External shocks, aka exogenous shocks: Unforeseeable and unexpected
changes in the external business environment that tend to affect all businesses
in the economy, such as natural disasters or wars.
 Fiscal Policy: Government policies that deal with taxation and government
expenditure in order to affect the level of economic activity.
 Gross Domestic Product: The total value of a nation's annual output. It is used
as an indicator of the level of economic activity in a country.
 Indirect Tax: A levy placed on the purchase of goods and services, such as sales
taxes and excise duties.
 Inflation: When the general price level in an economy continuously rises. It is
calculated by measuring changes in the cost of a representative basket of goods
and services purchased by the average household over a period of time.
 Interest Rate: A measure of the price of money. It can be expressed in terms of
the amount charged for money that is borrowed or how much is offered on
money that is saved.
 Monetary Policy: Government policies concerned with changing interest rates in
order to control the money supply, and the exchange rate.
 PEST analysis- a framework used to analyze the opportunities and threats of
the political, economic, social, and technological environments on business
activity. It is one of many tools that can be used in the decision-making
process.
 Protectionism- refers to any measure taken by a government to safeguard its
businesses from foreign competitors. This presents a threat or barrier to
trade for businesses trying to operate in overseas markets.

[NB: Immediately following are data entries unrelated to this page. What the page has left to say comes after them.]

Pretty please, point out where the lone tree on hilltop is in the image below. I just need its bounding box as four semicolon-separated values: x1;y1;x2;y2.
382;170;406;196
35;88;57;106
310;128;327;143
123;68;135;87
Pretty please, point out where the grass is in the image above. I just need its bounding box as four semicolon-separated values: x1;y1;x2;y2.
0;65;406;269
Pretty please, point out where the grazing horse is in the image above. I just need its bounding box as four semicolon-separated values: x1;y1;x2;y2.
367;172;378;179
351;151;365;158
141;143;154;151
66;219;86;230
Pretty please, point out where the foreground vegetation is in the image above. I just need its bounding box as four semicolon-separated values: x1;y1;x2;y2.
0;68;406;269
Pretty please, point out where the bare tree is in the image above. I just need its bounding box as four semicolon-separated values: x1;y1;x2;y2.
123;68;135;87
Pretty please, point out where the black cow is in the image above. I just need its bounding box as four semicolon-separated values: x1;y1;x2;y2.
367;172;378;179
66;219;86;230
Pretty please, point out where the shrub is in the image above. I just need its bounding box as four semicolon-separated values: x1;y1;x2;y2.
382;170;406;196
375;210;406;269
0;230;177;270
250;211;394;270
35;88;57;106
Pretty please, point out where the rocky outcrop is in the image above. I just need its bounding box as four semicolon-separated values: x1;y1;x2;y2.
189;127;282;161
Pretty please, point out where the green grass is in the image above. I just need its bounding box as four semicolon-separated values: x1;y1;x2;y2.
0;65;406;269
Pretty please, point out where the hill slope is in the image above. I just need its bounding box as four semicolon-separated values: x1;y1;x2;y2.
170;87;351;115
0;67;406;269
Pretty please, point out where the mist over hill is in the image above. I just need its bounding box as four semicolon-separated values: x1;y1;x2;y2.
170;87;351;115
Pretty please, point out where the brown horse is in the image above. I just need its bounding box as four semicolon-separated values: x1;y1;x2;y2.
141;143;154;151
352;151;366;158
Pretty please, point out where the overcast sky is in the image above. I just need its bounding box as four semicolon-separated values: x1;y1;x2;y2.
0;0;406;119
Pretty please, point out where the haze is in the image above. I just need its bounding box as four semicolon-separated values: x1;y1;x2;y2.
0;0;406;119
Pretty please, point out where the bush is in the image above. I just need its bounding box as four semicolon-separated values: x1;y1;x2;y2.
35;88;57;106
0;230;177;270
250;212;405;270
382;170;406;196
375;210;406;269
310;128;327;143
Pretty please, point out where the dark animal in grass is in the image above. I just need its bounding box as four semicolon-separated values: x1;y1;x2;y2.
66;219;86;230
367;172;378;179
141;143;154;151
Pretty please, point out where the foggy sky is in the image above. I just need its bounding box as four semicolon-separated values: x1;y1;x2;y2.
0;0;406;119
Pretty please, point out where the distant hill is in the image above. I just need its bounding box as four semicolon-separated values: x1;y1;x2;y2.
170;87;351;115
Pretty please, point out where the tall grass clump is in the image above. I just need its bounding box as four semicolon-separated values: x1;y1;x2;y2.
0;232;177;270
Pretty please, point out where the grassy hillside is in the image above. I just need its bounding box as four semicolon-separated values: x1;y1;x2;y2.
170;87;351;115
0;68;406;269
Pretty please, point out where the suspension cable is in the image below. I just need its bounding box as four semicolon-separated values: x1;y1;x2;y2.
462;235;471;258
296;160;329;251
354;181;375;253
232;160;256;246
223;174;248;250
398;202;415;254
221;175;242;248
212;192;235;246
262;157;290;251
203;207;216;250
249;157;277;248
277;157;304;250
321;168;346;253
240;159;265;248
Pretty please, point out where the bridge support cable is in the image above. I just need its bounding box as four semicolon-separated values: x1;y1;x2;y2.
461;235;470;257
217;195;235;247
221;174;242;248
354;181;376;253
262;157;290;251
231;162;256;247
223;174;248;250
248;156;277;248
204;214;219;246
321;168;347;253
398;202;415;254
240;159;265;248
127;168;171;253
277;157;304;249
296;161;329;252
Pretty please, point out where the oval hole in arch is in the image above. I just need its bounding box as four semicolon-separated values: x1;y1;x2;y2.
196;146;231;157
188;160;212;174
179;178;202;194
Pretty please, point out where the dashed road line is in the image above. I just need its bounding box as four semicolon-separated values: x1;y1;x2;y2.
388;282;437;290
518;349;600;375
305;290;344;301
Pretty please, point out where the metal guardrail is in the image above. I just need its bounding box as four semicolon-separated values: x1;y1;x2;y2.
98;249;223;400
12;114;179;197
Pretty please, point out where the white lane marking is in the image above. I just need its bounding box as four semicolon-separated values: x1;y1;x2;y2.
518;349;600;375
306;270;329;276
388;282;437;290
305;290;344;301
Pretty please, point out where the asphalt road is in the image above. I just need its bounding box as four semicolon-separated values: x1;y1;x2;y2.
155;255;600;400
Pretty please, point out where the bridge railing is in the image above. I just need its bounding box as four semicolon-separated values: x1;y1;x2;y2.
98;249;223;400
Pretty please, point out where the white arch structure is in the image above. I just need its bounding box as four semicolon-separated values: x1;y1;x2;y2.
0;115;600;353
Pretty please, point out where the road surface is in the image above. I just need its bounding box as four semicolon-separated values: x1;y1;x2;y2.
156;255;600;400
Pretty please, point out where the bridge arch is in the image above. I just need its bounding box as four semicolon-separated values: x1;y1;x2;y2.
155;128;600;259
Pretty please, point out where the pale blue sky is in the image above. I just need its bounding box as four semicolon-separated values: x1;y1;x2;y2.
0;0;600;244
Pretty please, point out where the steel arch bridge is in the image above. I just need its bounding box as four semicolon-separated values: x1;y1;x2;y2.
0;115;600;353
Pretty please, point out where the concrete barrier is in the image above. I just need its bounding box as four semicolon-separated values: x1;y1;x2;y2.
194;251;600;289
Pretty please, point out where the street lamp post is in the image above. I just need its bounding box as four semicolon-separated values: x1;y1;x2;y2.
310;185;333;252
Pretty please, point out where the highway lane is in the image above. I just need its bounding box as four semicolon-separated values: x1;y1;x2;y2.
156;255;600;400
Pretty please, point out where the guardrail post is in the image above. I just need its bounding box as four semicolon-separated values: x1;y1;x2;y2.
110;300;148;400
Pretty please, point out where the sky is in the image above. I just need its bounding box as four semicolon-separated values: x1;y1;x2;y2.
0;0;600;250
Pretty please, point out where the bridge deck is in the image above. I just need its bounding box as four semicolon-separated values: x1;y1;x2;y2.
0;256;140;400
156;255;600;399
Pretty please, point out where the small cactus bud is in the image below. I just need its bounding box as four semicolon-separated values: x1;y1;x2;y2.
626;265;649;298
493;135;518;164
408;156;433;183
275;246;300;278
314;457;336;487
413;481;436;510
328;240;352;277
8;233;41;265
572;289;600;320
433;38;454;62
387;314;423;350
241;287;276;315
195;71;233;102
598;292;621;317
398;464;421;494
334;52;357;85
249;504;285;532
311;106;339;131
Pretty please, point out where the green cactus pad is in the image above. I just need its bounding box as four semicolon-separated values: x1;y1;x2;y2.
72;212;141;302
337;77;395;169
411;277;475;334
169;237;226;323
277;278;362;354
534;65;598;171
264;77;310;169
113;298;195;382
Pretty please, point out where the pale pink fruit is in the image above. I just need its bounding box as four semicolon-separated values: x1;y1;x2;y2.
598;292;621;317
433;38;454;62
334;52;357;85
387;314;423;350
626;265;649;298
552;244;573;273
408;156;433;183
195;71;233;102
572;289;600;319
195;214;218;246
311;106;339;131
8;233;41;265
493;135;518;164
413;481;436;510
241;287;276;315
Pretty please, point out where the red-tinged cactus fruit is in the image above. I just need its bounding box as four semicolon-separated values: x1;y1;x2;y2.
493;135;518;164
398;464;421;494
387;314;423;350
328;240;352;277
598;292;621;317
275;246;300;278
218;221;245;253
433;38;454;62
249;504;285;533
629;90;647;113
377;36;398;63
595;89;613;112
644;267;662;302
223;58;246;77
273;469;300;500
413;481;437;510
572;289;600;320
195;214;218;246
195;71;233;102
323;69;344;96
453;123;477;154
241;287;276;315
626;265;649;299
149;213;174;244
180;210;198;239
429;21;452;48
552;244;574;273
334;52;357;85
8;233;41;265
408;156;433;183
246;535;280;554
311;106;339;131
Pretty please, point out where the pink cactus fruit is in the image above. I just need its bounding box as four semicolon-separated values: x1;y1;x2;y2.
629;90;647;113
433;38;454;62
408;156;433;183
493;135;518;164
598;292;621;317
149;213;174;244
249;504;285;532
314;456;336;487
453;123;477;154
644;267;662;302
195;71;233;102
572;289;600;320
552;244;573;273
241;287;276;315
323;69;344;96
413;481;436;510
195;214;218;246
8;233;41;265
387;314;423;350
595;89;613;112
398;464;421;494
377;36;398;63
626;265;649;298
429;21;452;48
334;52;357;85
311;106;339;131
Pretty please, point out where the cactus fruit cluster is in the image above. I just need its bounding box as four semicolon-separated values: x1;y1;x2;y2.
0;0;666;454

 Tariffs- a method of protectionism whereby the domestic government taxes
foreign imports, thereby giving domestic producers a relative price
advantage.
 Trade cycle, aka business cycle- the fluctuation in the level of economic
activity over time. Economies tend to move through the cycle of booms,
recessions, slumps, recovery and growth.
 Unemployment- the number of people in the workforce who are willing and
able to work but cannot find employment.